Line 258, Please identify the relation between “Rethink” ArXiv file and the 2.3 Threat model section, it is necessary write a phrase and the reference.

 

Line 277, probably there are mistakes in this phrase, because you refer to embedded voltage, and the section 3 is over embedded sensors, will be embedded voltage sensors.

 

Line 489, current serve, could be current sensor??

 

Line 593, The authors use the expression we evaluate, we first evaluate. In journal papers it is more common to use impersonal expressions, in some journal the personal expressions are practically forbidden.

 

The manuscript needs to be cut in those parts without technical content. Not only because read 36 page is boring, and loss the attention of the reader, if not because it avoids directly discussing what are his goals, what they have experienced and what results they have had, sometimes using the term Rethink as synonyms and other times holding writing circles over the central topics. For these reasons, some sections are repetitive and empty of technical or scientific content.

 

As an example of the previous reasoning the section Conclusions, 31 pages of previous text and 11 lines of conclusions. It is short, with bad redaction, and without the concrete and measured results of the manuscript.

 

The line “This paper presents a systematic analysis of the security vulnerabilities of PV inverters, 989 highlighting the impact of EMI on their voltage and current sensors” is the impact of intentional electromagnetic interference (IEMI) attack, not “impact of EMI” other “Threat posed by EMI” is a lie, is the posed by the impact of intentional electromagnetic interference (IEMI) attack. To the less in the conclusions, what is the main part of the article the content will be clear not ambiguous.

 

The phrase in the conclusions “Finally, we propose three effective detection methods based on different features”, but they are not mentioned.

 

References.

The author Xu, W has five references.

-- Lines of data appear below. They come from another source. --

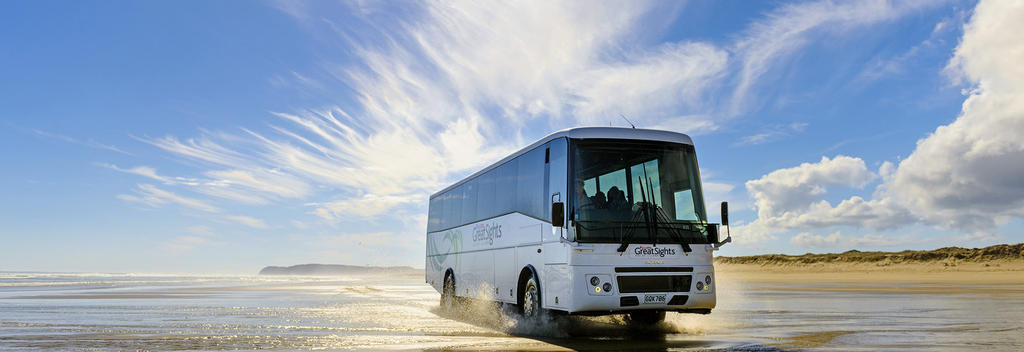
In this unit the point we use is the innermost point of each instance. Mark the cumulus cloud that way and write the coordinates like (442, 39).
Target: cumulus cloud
(808, 240)
(968, 174)
(965, 176)
(796, 188)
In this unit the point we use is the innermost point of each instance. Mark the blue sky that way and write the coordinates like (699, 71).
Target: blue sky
(198, 136)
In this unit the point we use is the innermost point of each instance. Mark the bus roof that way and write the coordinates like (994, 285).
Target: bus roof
(586, 133)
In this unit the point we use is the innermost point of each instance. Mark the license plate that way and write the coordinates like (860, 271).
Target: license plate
(653, 299)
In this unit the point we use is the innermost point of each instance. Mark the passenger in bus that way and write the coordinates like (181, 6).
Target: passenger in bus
(583, 202)
(600, 202)
(617, 205)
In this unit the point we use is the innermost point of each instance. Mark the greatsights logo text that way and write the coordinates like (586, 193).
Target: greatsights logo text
(645, 251)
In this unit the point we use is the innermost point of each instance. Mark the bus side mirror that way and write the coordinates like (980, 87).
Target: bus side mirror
(558, 214)
(725, 214)
(713, 233)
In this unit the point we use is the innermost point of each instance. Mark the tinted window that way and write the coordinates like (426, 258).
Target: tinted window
(529, 183)
(434, 215)
(469, 202)
(505, 185)
(485, 202)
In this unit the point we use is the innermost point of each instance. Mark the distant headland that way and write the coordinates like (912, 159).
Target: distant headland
(336, 269)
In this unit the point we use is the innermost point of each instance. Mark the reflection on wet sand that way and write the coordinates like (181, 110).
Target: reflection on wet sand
(401, 313)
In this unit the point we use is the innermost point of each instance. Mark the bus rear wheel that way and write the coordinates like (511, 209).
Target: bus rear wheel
(530, 306)
(448, 294)
(646, 317)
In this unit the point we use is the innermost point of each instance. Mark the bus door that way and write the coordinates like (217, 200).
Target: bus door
(556, 167)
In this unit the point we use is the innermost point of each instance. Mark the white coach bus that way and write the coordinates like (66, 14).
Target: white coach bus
(585, 221)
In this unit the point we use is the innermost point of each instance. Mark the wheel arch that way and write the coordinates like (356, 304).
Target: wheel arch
(524, 275)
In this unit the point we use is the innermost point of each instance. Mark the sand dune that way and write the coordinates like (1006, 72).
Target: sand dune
(996, 265)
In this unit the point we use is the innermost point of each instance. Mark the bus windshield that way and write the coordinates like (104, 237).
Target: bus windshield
(637, 191)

I recommended the deletion of this three references do not related with the PV inverters. [36]. Wang, K.; Mitev, R.; Yan, C.; Ji, X.; Sadeghi, A.R.; Xu, W. {GhostTouch}: Targeted attacks on touchscreens without physical touch. 1090 In Proceedings of the 31st USENIX Security Symposium (USENIX Security 22), 2022, pp. 1543–1559. [39]. Jiang, Q.; Ji, X.; Yan, C.; Xie, Z.; Lou, H.; Xu,W. {GlitchHiker}: Uncovering Vulnerabilities of Image Signal Transmission with 1097

{IEMI}. In Proceedings of the 32nd USENIX Security Symposium (USENIX Security 23), 2023, pp. 7249–7266. [57]. Wang, K.; Mitev, R.; Yan, C.; Ji, X.; Sadeghi, A.R.; Xu, W. GhostTouch: Targeted Attacks on Touchscreens without Physical Touch. 1136 In Proceedings of the 31st USENIX Security Symposium (USENIX Security 22). USENIX Association, Boston, MA. https://www. 1137 usenix. org/conference/usenixsecurity22/presentation/wang-kai, 2022.

 

Author Response

Please see the attachment.

Author Response File: Author Response.pdf

Round 2

Reviewer 3 Report

Comments and Suggestions for Authors

Good Work!

Reviewer 4 Report

Comments and Suggestions for Authors The revision of the article carried out by the authors has been good, and I consider that in this version the writing and graphics have improved significantly.